Current practice emphasizes biomarker testing because results determine eligibility for targeted drugs and immunotherapy and influence trial enrollment; major centers and guidelines recommend routine mutation and mismatch‑repair testing for advanced disease ^[9]. Many promising options remain investigational—trial access at centers such as MSK or UCSD gives patients earlier access to vaccines, ADCs and novel combinations—while press releases from industry (Pfizer) and advocacy materials can highlight positive subgroup data but carry forward‑looking language and commercial interests that should be weighed against peer‑reviewed reports ^{[7] [10] [6]}.

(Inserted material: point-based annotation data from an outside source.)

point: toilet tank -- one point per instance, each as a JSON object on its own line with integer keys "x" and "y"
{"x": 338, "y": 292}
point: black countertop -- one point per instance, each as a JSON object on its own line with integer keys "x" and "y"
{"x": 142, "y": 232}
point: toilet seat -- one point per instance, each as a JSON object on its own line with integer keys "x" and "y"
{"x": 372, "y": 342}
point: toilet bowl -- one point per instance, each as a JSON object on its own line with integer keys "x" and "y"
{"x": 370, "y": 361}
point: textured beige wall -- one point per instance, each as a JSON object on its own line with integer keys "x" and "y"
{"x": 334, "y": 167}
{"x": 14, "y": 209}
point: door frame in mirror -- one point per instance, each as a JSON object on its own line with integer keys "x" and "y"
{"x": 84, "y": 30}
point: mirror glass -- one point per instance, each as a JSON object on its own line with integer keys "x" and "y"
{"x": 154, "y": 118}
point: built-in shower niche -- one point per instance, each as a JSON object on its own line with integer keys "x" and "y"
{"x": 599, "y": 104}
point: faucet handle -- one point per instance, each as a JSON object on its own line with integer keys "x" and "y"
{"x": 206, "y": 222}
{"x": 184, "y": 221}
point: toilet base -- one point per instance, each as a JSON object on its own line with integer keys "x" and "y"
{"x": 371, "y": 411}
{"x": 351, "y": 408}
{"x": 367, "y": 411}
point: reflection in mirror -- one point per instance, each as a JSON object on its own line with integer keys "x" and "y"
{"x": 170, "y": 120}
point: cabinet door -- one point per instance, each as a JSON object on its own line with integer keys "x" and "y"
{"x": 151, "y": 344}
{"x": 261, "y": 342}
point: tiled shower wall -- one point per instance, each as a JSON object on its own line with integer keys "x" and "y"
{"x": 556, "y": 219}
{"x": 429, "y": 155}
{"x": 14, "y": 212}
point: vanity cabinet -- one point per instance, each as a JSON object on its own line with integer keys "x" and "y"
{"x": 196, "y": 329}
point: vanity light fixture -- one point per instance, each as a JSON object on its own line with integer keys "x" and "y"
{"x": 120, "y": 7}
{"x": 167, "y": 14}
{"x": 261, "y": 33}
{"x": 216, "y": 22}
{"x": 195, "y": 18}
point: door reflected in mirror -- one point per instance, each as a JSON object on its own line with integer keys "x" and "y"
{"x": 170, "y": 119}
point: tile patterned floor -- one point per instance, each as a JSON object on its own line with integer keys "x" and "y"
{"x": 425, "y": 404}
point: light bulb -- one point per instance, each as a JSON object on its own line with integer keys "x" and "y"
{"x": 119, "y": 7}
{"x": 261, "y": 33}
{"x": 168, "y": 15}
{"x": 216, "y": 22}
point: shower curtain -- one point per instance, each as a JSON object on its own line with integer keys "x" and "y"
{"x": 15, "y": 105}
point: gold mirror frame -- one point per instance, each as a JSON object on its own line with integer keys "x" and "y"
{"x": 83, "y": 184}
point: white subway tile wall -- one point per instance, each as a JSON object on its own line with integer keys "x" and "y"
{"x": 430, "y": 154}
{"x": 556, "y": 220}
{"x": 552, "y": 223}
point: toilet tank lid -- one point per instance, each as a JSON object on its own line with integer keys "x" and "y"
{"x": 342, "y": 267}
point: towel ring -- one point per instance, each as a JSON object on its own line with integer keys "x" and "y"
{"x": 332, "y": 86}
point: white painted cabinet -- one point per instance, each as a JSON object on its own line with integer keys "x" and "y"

6. Gaps, tradeoffs and realistic expectations

Even with recent advances, metastatic colorectal cancer outcomes vary: some molecular subsets now have substantially better control with new combos, but many patients still rely on sequential chemotherapy with limited survival gains; toxicities, the need for specialized delivery (HAI) or trial eligibility, and unequal access to high‑volume centers constrain real‑world impact ^{[2] [3]}. Ongoing Phase II/III studies presented at ASCO GI 2026 and summarized in the ASCO press program underscore rapid change in options—but evidence maturity, broader applicability and long‑term survival benefits will require follow‑up and independent validation ^{[11] [12]}.